Module: SmarterJSON

Defined in:
lib/smarter_json/backports.rb,
lib/smarter_json.rb,
lib/smarter_json/errors.rb,
lib/smarter_json/parser.rb,
lib/smarter_json/options.rb,
lib/smarter_json/version.rb,
lib/smarter_json/warning.rb,
lib/smarter_json/generator.rb,
ext/smarter_json/smarter_json.c

Overview

Refinement backport of Array#filter_map for Ruby < 2.7 (the gem supports >= 2.6.0).

filter_map shipped in Ruby 2.7. Rather than monkey-patching core Enumerable globally, this is a refinement scoped to the single file that needs it: parser.rb does ‘using SmarterJSON::Backports` (guarded to Ruby < 2.7). On 2.7+ the refinement is never activated, so the native © filter_map is used and this is a complete no-op.

DELETE this file, its require in lib/smarter_json.rb, and the ‘using` line in parser.rb once the minimum supported Ruby is >= 2.7.

Defined Under Namespace

Modules: Backports, Bytes, Framer, Options, Recovery Classes: EncodingError, Error, GenerateError, Generator, ParseError, Parser, Warning

Constant Summary collapse

HAS_ACCELERATION =
respond_to?(:parse_c)
VERSION =
"1.1.0"

Class Method Summary collapse

Class Method Details

.foreach(source, options = {}, &block) ⇒ Object

SmarterJSON.foreach(source, options = {}) — the streaming, composable sibling of process_file, mirroring the stdlib convention (CSV.foreach / File.foreach): a plain Enumerator (NOT Enumerator::Lazy), so .map / .select behave the normal way and return an Array.

‘source` is a file path (opened and streamed from disk, like process_file) OR an IO — a socket, a StringIO, an open File — streamed directly from its current position. A String is always a path, never content. An IO source is single-pass: it can only be read once, so iterating the returned Enumerator a second time over the same IO yields nothing.

Without a block: returns an Enumerator over each top-level document, reading one document at a time via readpartial — it never slurps the whole file the way process_file(path) does.
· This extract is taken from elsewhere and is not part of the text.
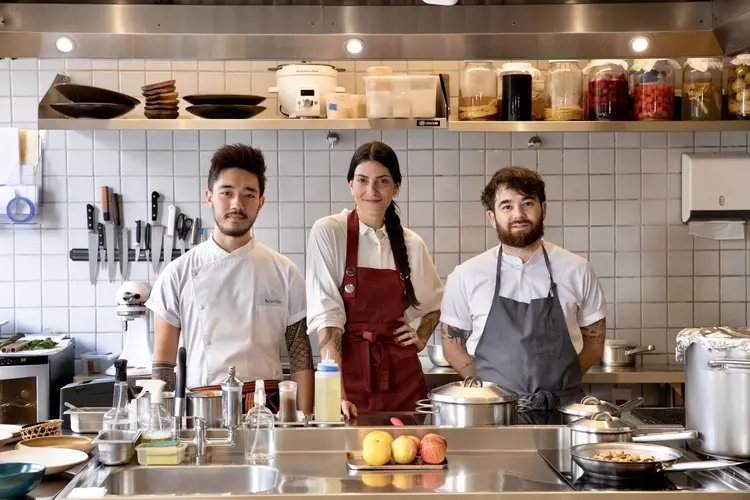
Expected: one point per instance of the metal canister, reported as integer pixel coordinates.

So foreach(path).first(3) reads only ~3 documents off disk, and foreach(src).each { … } / .next stream in bounded memory. .map / .select read the source one document at a time but still build an Array of their result; for a chain that stays bounded end to end (a large filtered set off a fat file) opt into .lazy at the call site: foreach(src).lazy.select { … }.each { … }.

With a block: streams each document and returns the document count — identical to process_file(path) { |doc| … } (or process(io) { |doc| … } for an IO).

Options are validated eagerly (before the Enumerator is returned), so a bad option key or value fails fast rather than on first iteration.



84
85
86
87
88
89
90
91
92
93
# File 'lib/smarter_json/parser.rb', line 84

def foreach(source, options = {}, &block)
  options = Options.process_options(options)
  return enum_for(:foreach, source, options) unless block

  if source.respond_to?(:read) # an IO (socket, StringIO, open File) — stream it directly
    stream_io(source, options, &block)
  else                         # a path — open the file and stream from disk
    process_file(source, options, &block)
  end
end

.generate(obj, options = {}) ⇒ Object

SmarterJSON.generate(obj, options = {}) — write a Ruby value as JSON.

options:

:json   (default) — standard JSON. Hash -> object, Array -> array,
                    scalar -> scalar. Always valid, interoperable JSON.
:ndjson           — newline-delimited JSON. An Array writes one element per
                    line; any other value writes as a single line. The
                    inverse of process reading NDJSON back into an Array.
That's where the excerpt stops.